You all know that I am not one for the headings in our Bibles, sometimes I find them prescriptive, and they were not written by the men who wrote the words we now hold to be scripture. But in this case, I will make an exception for the New Revised Standard Version and its heading Eyewitnesses of Christ’s Glory as they point us to 2 Peter 1:16-19. The verses themselves read For we did not follow cleverly devised myths when we made known to you the power and coming of our Lord Jesus Christ, but we had been eyewitnesses of his majesty. For he received honour and glory from God the Father when that voice was conveyed to him by the Majestic Glory, saying, “This is my Son, my Beloved, with whom I am well pleased.” We ourselves heard this voice come from heaven, while we were with him on the holy mountain. So, we have the prophetic message more fully confirmed. You will do well to be attentive to this as to a lamp shining in a dark place, until the day dawns and the morning star rises in your hearts.

In other words, “I was there, I heard it, and what I saw and heard changed me in the hearing and seeing.” I am not quite as bold as that in my testimony, I was not there “at the Transfiguration” and I did not see Jesus in the flesh or even in the spirit, my experience was of a clear voice in my head and of “my heart strangely warmed” as John Wesley also wrote. So, I know it was God, but I am in no way calling myself the equal of the Apostle Peter. But the point isn’t in my experience, or even in the details of the experience of my experience, but in yours. I am not Peter; I’m not James nor am I John; neither am I Moses, nor Elijah, nor any former king of Judah. I am Damien, and I have met the LORD; and not through cleverly devised myths, which as a sociolinguist I can define and describe in academic detail, but I have been [an] eyewitness of his majesty in what The Father did for me, did in me, said to me, and has said through me. I am converted, not just by accepting the news of the cross into my heart (although I have definitely done that, I can give you date and time); no I am converted because I am irrevocably changed by the experience of being refined by God and turned around by God, of being pointed in a new direction in a new country with a new outlook and a new hope, for a new purpose pointing toward the glory of the One who has always been and always is, and yet who is new every morning in what is created in me.
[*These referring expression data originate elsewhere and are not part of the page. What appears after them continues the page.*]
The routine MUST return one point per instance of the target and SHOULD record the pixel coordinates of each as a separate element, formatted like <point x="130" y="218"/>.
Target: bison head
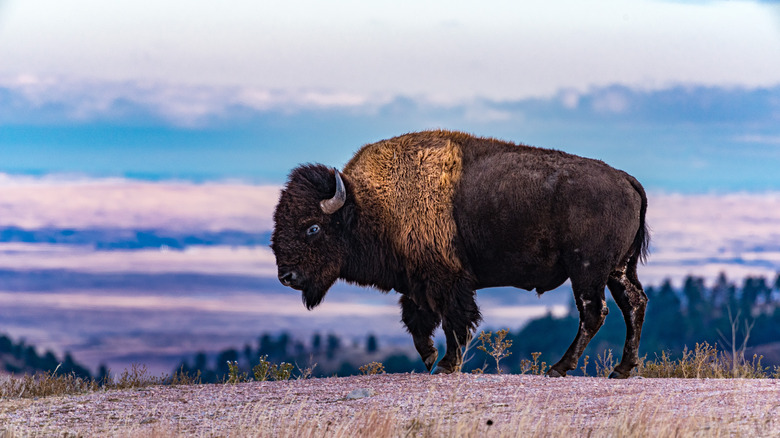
<point x="309" y="228"/>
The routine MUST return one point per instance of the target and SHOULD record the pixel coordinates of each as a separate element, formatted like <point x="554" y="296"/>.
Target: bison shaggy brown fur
<point x="436" y="215"/>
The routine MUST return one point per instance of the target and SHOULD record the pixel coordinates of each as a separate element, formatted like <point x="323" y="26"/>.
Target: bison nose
<point x="288" y="277"/>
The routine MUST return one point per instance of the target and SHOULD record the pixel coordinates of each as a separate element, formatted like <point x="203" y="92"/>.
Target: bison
<point x="436" y="215"/>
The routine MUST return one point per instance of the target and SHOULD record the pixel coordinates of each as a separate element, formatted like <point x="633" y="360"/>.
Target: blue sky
<point x="684" y="95"/>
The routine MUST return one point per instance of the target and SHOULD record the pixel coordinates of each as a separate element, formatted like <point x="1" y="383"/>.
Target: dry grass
<point x="413" y="405"/>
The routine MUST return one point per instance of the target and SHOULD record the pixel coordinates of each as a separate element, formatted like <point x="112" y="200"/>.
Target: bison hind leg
<point x="632" y="301"/>
<point x="589" y="297"/>
<point x="420" y="323"/>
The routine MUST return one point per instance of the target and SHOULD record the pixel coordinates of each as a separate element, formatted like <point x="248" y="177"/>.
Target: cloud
<point x="701" y="234"/>
<point x="758" y="138"/>
<point x="57" y="99"/>
<point x="32" y="203"/>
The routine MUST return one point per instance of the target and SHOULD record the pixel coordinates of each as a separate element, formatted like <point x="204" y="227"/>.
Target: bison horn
<point x="332" y="205"/>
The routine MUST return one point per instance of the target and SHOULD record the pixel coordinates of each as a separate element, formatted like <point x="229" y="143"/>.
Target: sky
<point x="685" y="95"/>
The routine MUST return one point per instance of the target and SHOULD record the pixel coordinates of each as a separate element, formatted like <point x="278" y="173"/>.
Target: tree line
<point x="676" y="318"/>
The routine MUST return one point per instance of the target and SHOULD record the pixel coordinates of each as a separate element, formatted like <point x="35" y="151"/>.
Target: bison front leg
<point x="459" y="321"/>
<point x="420" y="323"/>
<point x="593" y="310"/>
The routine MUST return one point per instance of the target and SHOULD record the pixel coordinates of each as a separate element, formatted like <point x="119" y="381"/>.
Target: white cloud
<point x="437" y="49"/>
<point x="704" y="235"/>
<point x="31" y="203"/>
<point x="759" y="138"/>
<point x="81" y="100"/>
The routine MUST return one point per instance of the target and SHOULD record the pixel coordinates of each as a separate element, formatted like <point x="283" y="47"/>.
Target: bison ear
<point x="332" y="205"/>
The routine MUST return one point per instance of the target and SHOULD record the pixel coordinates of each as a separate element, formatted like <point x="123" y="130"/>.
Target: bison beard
<point x="437" y="215"/>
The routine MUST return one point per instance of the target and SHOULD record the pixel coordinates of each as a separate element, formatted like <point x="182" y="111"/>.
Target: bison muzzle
<point x="437" y="215"/>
My life is not always the best lived testimony. I can get very anxious and confused, and when I am anxious, I can get all flight-and-fight. I make mistakes all the time, I do not speak as clearly as I would like and I often don’t speak as clearly as I think; I think better than I speak, and sometimes I have said what I wasn’t thinking or I haven’t said what I was, or at least it wasn’t made clear to you when you were listening to a sermon or speaking with your pastor. There is darkness in my light-showing, and sometimes the light of Christ which burns hot and bright within me is obscured by the soot and the smoke of what is still being refined away. This is why the best I want from you, for me as your pastor and your preacher, is that you do not follow me but that you follow the one that I proclaim. Do not look at my pointing finger, but at the One to whom my finger points.

I hope you hear that I want you to know the Christ I know. I want you to be transformed by him, transfigured if that works for you, converted, and altogether-changed and a new-creation. This year the point of the story of the Transfiguration of Jesus is not that he displayed his fullest glory on the earth for just a moment; nor that Moses and Elijah as representation of “The Law and The Prophets” and as fore-runners of the messiah themselves joined him in that moment; nor that Peter and James and John looked on at that moment; nor that Peter opened his mouth and closed his mind in that moment. No, the point is that everyone who meets God in the glory comes away transfigured.

Have you met God in the glory? Heed Christ’s invitation now and join him up the mountain: so that you can later descent the mountain changed-anew and build him a home among your neighbours.

The is the work of the LORD, thanks be to God. Amen.